Saturday, February 13, 2016

Fitoor: Review

Sometimes a review doesn't quite take off. Was sad this one didn't, though, because I love the book and the Cuaron film. 



Great Expectations has been adapted for screens big and small over a dozen times. At least two of these attempts have proved memorable: David Lean’s 1946 version, with its expressionist touches, and Alfonso Cuarón’s sensuous modern-day adaptation, with Gwyneth Paltrow as the enigmatic, unattainable Estella. Whether Abhishek Kapoor has seen these films isn’t clear, but what is undeniable is that he has made a version that’s uniquely his. Fitoor is lush and aching, more Regency novel than Dickens. And it works, but only up to a point.

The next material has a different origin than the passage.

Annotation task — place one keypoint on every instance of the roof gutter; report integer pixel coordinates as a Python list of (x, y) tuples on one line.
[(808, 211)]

We will come to that point shortly, but first, let’s take a moment to dwell on Fitoor’s glorious opening stretch, half an hour of beauty for beauty’s sake. It unfolds in Srinagar—not the scarred war zone of Haider but a snowy cinematic dreamland. Buoyed by Amit Trivedi’s hushed soundtrack and Anay Goswami’s elegant, gliding camera, we receive fragments of a story as if in a dream. A young boy called Noor is accosted by a wild-looking convict and is scared into bringing him food. Later, the same boy visits a rich recluse, Begum Hazrat. He meets her daughter, Firdaus, and instantly falls for her. She, however, keeps him at arm’s length, something Begum notices and seems to delight in.

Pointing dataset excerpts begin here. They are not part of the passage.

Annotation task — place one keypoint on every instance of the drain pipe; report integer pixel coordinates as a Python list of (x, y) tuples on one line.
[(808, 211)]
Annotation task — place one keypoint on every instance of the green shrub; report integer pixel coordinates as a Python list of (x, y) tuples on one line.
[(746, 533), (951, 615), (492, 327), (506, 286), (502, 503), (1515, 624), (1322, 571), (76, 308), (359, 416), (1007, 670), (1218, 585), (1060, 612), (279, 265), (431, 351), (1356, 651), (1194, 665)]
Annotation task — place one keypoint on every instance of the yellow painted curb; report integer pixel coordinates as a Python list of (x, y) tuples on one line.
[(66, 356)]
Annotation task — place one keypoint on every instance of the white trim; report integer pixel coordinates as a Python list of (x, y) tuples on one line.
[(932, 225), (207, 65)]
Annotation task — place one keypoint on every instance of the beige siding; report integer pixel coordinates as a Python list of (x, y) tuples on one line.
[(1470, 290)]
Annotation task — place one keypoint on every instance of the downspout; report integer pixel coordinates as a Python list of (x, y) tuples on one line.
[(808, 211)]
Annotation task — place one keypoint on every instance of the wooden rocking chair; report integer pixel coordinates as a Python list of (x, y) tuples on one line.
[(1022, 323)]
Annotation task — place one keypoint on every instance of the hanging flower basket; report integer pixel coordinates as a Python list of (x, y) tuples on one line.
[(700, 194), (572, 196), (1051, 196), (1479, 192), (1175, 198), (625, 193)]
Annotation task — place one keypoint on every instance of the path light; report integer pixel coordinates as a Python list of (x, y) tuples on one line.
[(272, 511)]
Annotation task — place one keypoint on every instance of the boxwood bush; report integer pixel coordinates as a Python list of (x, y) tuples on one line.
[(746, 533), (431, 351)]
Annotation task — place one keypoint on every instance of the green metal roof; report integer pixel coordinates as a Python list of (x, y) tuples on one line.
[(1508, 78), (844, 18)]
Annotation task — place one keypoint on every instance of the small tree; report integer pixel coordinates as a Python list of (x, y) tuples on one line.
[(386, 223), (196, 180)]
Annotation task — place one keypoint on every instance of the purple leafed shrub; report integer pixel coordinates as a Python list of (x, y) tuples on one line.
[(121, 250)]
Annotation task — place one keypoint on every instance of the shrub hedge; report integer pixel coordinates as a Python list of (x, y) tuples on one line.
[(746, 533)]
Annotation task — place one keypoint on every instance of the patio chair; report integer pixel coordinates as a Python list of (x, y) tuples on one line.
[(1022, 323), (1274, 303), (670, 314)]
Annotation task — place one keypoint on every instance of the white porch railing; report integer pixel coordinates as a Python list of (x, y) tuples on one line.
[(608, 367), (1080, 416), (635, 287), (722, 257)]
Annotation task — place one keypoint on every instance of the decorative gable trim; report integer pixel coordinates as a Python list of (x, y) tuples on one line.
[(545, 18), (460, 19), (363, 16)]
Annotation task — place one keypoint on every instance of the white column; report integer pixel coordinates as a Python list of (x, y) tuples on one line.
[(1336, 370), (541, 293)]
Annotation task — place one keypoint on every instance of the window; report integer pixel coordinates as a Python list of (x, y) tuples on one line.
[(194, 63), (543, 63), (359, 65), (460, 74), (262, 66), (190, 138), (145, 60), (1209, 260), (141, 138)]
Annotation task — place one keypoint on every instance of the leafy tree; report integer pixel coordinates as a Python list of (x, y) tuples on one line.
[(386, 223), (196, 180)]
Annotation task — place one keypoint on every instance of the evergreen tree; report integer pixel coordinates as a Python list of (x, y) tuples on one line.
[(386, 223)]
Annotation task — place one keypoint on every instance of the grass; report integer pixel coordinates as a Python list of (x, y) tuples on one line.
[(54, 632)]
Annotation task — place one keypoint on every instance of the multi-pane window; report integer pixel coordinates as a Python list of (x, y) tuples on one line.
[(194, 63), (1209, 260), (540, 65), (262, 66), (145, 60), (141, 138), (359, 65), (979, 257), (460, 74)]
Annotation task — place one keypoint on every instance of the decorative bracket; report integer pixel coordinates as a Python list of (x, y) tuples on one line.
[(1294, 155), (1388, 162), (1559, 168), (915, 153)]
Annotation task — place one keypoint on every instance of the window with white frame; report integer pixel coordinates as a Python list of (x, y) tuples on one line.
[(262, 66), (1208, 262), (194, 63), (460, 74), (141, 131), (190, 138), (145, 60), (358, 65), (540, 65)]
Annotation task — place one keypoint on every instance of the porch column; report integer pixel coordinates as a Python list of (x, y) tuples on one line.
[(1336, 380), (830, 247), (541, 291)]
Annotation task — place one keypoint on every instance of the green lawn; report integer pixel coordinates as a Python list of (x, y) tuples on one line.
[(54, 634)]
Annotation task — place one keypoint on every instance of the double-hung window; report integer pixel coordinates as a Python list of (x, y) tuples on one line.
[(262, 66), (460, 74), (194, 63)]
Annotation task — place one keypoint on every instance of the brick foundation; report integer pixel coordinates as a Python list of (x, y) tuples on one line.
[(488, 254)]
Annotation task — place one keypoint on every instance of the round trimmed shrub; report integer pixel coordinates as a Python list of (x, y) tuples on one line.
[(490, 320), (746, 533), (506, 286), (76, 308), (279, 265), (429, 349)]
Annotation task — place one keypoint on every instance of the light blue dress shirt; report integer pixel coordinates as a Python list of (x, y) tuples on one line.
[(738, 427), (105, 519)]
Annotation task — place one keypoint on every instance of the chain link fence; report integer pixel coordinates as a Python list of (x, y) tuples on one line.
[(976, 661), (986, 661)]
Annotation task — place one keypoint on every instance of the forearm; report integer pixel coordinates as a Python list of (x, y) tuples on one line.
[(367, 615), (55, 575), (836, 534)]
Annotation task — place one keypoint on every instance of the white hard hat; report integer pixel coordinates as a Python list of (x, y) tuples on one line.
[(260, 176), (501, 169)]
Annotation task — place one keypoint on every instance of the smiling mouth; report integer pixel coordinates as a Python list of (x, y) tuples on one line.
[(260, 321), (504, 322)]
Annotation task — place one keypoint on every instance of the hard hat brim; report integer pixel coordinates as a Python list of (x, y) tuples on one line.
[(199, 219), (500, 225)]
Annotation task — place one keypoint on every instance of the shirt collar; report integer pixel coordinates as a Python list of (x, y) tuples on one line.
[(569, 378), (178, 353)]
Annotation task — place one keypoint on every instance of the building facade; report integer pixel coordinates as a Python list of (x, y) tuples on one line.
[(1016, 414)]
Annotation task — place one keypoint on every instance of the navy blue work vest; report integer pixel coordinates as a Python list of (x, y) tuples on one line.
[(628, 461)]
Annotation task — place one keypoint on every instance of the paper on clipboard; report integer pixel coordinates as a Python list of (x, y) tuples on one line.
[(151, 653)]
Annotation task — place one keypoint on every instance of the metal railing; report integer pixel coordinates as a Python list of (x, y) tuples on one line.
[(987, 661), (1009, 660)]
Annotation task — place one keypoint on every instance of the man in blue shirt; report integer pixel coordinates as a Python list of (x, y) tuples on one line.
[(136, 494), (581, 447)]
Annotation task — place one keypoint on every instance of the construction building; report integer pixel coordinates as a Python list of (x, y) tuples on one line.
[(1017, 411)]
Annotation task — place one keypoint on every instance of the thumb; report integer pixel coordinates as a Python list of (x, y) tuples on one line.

The idea that a single small event might set the course of our lives is at the heart of Great Expectations. ("Pause you who read this, and think for a moment of the long chain of iron or gold, of thorns or flowers, that would never have bound you, but for the formation of the first link on one memorable day".) In Fitoor, as in the book, this first link is made when Noor lays eyes on Firdaus—though there are other fateful encounters he will learn about in due course. After Firdaus is sent away to London and Begum (Tabu) tells Noor that he must become worthy of her, the film skips forward 15 years. Noor (Aditya Roy Kapoor), now a budding artist, is offered a residency in Delhi. His benefactor remains unnamed, but he assumes that it’s Begum helping him win over her daughter. Soon, we meet the grown-up Firdaus, which is when the film starts losing its grip.

Firdaus is played by Katrina Kaif, and one can see why, on paper, this might make sense. Estella keeps a tight lid on her emotions, which would seem to suit Kaif’s range, which has broadened only slightly in the last 12 years. But Estella, raised by Miss Havisham as her revenge on men, is a difficult part, and Kaif, hard as she might try, isn’t the right actor to get to convey complicated emotional states. The problem isn’t just the actor’s familiar undisturbed surface, but her inability to suggest that something is going on underneath. Roy Kapoor does make you feel for Noor intermittently, but his character exists only to love Firdaus, and no matter what he does, she’s never as interesting to us as she is to him.

It is left to Tabu to keep pulling the viewer back into the film. Her Begum is less decrepit than Dickens’ Miss Havisham, but the ruin is plain in Tabu’s eyes and body. Dark circles under her eyes, her voice a perpetual sigh, Begum—for all her manipulation of Noor—is a tragic figure, something the film accentuates by giving her a flashback of her own. The normally understated Tabu embraces Begum’s theatricality, playing her with a building hysteria that soon outpaces the rest of the film in emotional intensity.

It would be unfair to lay all the problems of the film at Kaif’s doorstep. Certain essential passages are fumbled; when the grown-up Noor meets the convict, the scene barely registers, even though it’s a dramatic high point in the novel. The scenes set in Delhi’s art world are unbearably pretentious—the contrast between their insider lingo and the Urdu that’s spoken in the rest of the film is jarring. But these drawbacks might have seemed minor if the actor playing Firdaus had the right mixture of sadness and sadism. As it stands, Fitoor is about Noor, Noor is all about Firdaus, and Firdaus is a beautiful blank.